У Бориса Михайловича сложно было на душе. Во-первых, Витек играл, первый раз за столько лет. Девочки? Так говорила Елизавета Александровна. Нет, не они. Они уже давно названивают. Вовка? А почему в школу не пошел? Почему
курил? Как бы тут дров не наломать, осторожней надо. И он осторожно спросил:
— Витек, а что ты ночью делал? Почему не спал ночью? Бабушка говорит, что не спал всю ночь.
— Ну что вы пристали все? — чуть ли не взвизгнул Витек.— Не спал, курил, повеситься хотел. Что вам надо от меня?
Катерина заплакала, засморкалась. Отец ожесточился.
— Оставь его, мать, пошли отсюда,— сказал он и повернулся к выходу, вышел.
Мать сидела, хлюпала, вызывала в Витеньке жалость. Может, и вызвала, но он повалился снова поперек тахты и стал смотреть в потолок, про мать вроде совсем забыл, есть она, нет — ему все равно. Катерина поплакала, посморкалась в платок и тихонько вышла, совершенно разбитая, в одну минуту заболевшая. Там, у Натальи, действительно горе, и ничего, посидели, погоревали, а вчера даже наревелась с Натальей, и ничего, а тут в одну минуту сердце заболело, вот-вот приступ начнется. Из-за чего?
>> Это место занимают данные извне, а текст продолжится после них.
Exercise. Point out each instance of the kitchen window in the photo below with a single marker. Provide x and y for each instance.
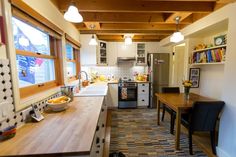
(72, 58)
(36, 57)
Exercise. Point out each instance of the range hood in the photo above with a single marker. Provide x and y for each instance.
(125, 59)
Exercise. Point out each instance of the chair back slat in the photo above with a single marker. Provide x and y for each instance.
(204, 115)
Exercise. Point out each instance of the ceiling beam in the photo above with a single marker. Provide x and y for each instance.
(183, 15)
(133, 26)
(122, 32)
(111, 17)
(139, 6)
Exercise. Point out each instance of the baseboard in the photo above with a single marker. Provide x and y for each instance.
(221, 153)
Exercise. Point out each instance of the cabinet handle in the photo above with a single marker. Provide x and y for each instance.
(40, 85)
(97, 140)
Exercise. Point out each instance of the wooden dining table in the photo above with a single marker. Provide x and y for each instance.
(178, 103)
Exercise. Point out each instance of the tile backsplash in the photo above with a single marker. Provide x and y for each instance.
(8, 115)
(123, 70)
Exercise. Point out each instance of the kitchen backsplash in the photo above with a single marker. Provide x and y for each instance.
(123, 70)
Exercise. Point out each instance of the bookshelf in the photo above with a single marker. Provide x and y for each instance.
(209, 56)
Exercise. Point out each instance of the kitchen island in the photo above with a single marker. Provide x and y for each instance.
(72, 132)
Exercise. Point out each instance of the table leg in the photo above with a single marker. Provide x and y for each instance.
(158, 112)
(178, 129)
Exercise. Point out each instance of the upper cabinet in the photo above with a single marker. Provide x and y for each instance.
(87, 52)
(126, 50)
(102, 53)
(112, 53)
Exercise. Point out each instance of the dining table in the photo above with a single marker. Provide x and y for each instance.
(180, 104)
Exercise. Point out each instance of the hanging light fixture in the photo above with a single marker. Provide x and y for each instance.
(177, 36)
(92, 40)
(128, 39)
(72, 14)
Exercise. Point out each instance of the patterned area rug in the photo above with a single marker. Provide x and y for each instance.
(135, 133)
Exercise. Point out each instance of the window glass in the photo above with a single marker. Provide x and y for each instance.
(32, 70)
(69, 52)
(71, 69)
(29, 38)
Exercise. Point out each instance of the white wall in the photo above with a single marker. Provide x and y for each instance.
(49, 11)
(219, 81)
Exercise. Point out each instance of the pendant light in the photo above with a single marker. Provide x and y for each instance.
(92, 40)
(72, 14)
(128, 39)
(177, 36)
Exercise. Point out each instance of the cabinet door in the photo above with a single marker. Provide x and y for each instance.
(112, 53)
(113, 95)
(126, 50)
(87, 52)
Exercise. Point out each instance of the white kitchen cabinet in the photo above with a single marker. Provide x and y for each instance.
(112, 95)
(102, 53)
(143, 94)
(152, 47)
(126, 50)
(87, 52)
(112, 53)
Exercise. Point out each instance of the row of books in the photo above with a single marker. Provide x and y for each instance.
(209, 56)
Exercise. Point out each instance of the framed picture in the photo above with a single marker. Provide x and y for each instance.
(194, 76)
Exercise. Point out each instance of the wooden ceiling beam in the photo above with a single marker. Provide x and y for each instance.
(122, 32)
(92, 25)
(133, 26)
(139, 6)
(136, 37)
(183, 15)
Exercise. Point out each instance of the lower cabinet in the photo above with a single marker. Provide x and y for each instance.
(112, 95)
(143, 94)
(99, 137)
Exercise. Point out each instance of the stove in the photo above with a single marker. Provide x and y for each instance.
(127, 91)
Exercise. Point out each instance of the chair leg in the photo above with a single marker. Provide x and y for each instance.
(190, 142)
(213, 144)
(172, 123)
(163, 112)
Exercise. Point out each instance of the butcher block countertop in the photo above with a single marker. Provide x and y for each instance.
(65, 133)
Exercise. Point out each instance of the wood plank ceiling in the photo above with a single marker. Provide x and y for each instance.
(147, 20)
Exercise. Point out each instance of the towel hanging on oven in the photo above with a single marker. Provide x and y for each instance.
(124, 93)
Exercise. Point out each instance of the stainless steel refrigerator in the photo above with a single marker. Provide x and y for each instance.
(158, 67)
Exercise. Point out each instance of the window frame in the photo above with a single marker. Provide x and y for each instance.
(76, 55)
(55, 54)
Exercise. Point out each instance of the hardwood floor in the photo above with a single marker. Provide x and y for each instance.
(202, 140)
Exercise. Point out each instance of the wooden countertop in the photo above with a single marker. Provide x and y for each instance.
(69, 132)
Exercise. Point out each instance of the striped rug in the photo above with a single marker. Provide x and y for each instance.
(135, 133)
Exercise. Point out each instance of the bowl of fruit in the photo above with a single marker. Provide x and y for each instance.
(59, 103)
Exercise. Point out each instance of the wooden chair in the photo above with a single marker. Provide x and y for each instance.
(166, 108)
(202, 117)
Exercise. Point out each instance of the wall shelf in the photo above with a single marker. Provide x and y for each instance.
(212, 63)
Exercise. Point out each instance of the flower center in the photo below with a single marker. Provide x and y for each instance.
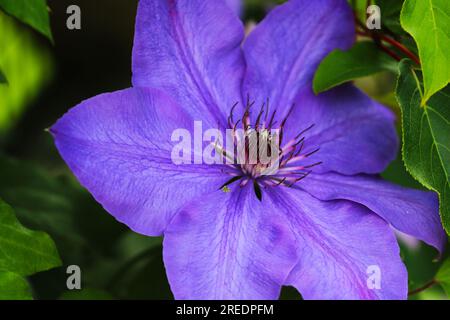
(261, 156)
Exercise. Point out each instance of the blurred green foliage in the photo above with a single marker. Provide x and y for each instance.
(115, 262)
(27, 66)
(34, 13)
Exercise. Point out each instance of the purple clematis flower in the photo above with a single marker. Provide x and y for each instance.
(324, 222)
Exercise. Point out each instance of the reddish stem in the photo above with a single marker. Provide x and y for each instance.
(422, 288)
(400, 47)
(377, 37)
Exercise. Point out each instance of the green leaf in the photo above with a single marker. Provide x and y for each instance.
(426, 136)
(2, 77)
(14, 287)
(363, 59)
(24, 251)
(428, 22)
(443, 276)
(33, 13)
(28, 66)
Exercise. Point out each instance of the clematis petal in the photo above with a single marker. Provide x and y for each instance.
(191, 49)
(235, 5)
(345, 251)
(410, 211)
(284, 50)
(228, 246)
(353, 133)
(119, 146)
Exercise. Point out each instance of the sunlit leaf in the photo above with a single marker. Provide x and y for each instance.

Просто из-за того, что такой вот сын растет.
Еще ночью Витек вспоминал родителей и жалел их, жалко ему стало, и раньше бывало жалко, но, как только появлялись они перед глазами, начинали лезть, выпытывать, приставать, в душу начинали лезть, становилось невыносимо, становились невыносимыми, и никакой жалости к ним не оставалось, хотелось скрыться, сбежать куда-нибудь от их приставаний. Даже когда они ничего не говорили, а только смотрели на него, придут, увидят его и в глаза начнут молча заглядывать, вроде тоже спрашивают, опять в душу лезут, от одного этого тошно становилось. Они, конечно, видят, понимают все, мать молча переживать начнет, отец грубить, срываться, начнет шпынять по мелочам, права свои показывать, и хоть беги куда-нибудь с глаз.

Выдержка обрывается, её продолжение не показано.